Eşi Emine Kanıöz’ün ameliyattan çıkıp kendine geldikten sonra ayağında bir ağrı olduğu yönünde sızlandığını dile getiren Zafer Kanıöz, varis çorabının kullanılmadığını öne sürdü. Ameliyat sonrası dahi varis çorabının eşine giydirilmediğini iddia eden Kanıöz, “Eşimle 7 gün boyunca hastaneden kaldım, yapılan her işleme bire bir şahidim. Damalarının tıkandığı bile fark edilmedi günde üç dört kez damar yolu açtılar. Taburcu olacağımız gün 26 Nisan tarihinde ben eşyaları toplarken bir yandan da ameliyatta olan doktorun çıkmasını bekledik bizi görmesi lazımdı. Eşimi biraz yürütmek istedim kötüleşti, hemen hemşireler koştu emboli attığını anladılar oksijen takmaya çalıştılar tomografiye aldılar. İkinci kat göğüs servisine aldılar, öğlen 12’den gece 12’ye kadar cerrahın gelip görmesini bekledik. Elinde reçete hemşire koşarak geldi, ellerinde kan inceltici iğine yine yok koşa koşa aldık geldik. Gece 23.00’de bütün gün gelmeyen doktor arayarak eşimin ayağının altına bir yastık koymalarını söyledi” dedi.
Kanıöz: Canımız çok yandı hala yanıyor…
Yaşananlara evlatları ile birebir şahit olduğunu anlatan gözü yaşlı eş Zafer Kanıöz, hastanede yaşanan pıhtı olaylarında olması gereken bir parçanın olmadığına bile şahit olduklarını anlattı. Eşinin emeklilik hayalleri olduğunu ancak göz göre göre ölüme terk edildiğini iddia eden Kanıöz, “Bir kulak ameliyatından eşimi toprağa verdik çok canımız yanıyor.

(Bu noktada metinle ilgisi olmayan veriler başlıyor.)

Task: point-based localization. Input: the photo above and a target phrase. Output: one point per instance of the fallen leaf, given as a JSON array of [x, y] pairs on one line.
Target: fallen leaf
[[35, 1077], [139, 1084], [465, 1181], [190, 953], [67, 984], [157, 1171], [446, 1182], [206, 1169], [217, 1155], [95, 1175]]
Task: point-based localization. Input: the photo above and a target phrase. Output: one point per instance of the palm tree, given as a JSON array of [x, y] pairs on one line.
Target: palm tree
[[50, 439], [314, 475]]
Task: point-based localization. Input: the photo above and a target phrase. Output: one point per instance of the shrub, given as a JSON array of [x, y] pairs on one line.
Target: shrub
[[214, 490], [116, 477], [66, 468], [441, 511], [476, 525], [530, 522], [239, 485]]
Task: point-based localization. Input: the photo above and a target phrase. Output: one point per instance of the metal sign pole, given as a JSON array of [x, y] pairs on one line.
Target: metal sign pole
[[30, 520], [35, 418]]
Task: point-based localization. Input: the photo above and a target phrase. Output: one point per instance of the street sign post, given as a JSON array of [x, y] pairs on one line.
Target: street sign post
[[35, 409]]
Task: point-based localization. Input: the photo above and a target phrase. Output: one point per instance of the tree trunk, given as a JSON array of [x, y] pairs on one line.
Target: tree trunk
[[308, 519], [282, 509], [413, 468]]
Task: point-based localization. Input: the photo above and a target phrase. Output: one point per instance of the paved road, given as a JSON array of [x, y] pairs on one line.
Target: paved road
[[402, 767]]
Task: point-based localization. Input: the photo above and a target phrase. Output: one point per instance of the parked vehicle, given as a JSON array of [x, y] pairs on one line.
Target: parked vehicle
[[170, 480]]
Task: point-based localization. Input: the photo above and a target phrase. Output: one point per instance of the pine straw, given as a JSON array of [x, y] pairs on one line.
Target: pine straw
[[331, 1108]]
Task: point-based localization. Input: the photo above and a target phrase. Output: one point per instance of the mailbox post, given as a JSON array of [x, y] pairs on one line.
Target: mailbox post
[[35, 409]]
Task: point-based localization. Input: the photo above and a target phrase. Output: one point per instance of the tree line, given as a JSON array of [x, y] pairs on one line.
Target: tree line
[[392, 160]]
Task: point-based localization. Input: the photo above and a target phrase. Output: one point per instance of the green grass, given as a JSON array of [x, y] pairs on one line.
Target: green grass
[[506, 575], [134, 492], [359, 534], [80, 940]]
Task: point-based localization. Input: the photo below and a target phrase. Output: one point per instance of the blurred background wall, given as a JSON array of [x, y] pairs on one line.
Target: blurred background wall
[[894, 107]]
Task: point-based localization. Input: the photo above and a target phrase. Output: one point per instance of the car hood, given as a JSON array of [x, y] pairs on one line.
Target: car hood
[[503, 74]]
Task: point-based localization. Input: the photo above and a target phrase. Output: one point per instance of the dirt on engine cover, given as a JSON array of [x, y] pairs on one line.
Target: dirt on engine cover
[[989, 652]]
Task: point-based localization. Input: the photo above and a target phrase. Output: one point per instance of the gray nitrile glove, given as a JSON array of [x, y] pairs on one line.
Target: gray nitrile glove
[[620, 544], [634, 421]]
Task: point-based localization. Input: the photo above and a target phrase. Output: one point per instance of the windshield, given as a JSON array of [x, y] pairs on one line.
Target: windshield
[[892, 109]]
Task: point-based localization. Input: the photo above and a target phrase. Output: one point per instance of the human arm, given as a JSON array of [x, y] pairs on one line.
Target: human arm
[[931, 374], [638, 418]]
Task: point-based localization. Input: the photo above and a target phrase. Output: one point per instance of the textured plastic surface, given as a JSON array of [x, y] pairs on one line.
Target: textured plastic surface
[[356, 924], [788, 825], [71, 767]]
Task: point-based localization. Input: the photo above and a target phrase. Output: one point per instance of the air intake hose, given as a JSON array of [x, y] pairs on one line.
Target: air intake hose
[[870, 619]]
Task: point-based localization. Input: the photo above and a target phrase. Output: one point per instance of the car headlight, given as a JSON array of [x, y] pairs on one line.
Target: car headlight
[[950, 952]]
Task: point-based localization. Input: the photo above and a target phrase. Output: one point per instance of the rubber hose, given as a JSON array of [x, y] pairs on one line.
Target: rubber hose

Eşimin sağlık sorunlarını biliyorlardı, bilgileri aldılar benim eşimi neden öldürdüler neden ölmesine izin verdiler? Bunları anlatırken bir beklentim yok ama vatandaş hastaneye giderken yaşadıklarımızı okusun ibret alsın” ifadelerini kullandı. 26 Nisan gece yarısı eşinin yoğun bakıma kaldırıldığını ve eve gittiklerini söyleyen Kanıöz, hastane ile evlerinin arasında 5 dakika mesafe olduğunu söyledi.
“Eşinizi entübe ettik gelin”
İyi bir haber almak için evde beklediklerini ancak sabah saat 05.30’da telefonla uyandıklarını anlatan Kanıöz, “Eşinizi entübe ediyoruz gelin” cümlesi ile hemen hastaneye koştuklarını beş dakika içinde çocuklarımın annesinin kalbinin durduğu cevabını aldıklarını kaydetti. Eşinin ciğerlerine emboli attığını bunu tomografi çekilirken kendilerinin de çocuklarının da eşinin de duyduğunu ifade eden Zafer Kanıöz, “Eşim bu konuşmaları duydu ölecek miyim diye bana sordu? Ve eşim öldü. Kime neyi anlatacağız bende eşim de bu devlete vergimizi ödedik, ne bir ilaç ne bir hizmet almadık. Benin hakkım haram olsun bu devlete çocuklarımı annesiz bıraktılar, bizi yaktılar başkaları yanmasın” diyerek dert yandı.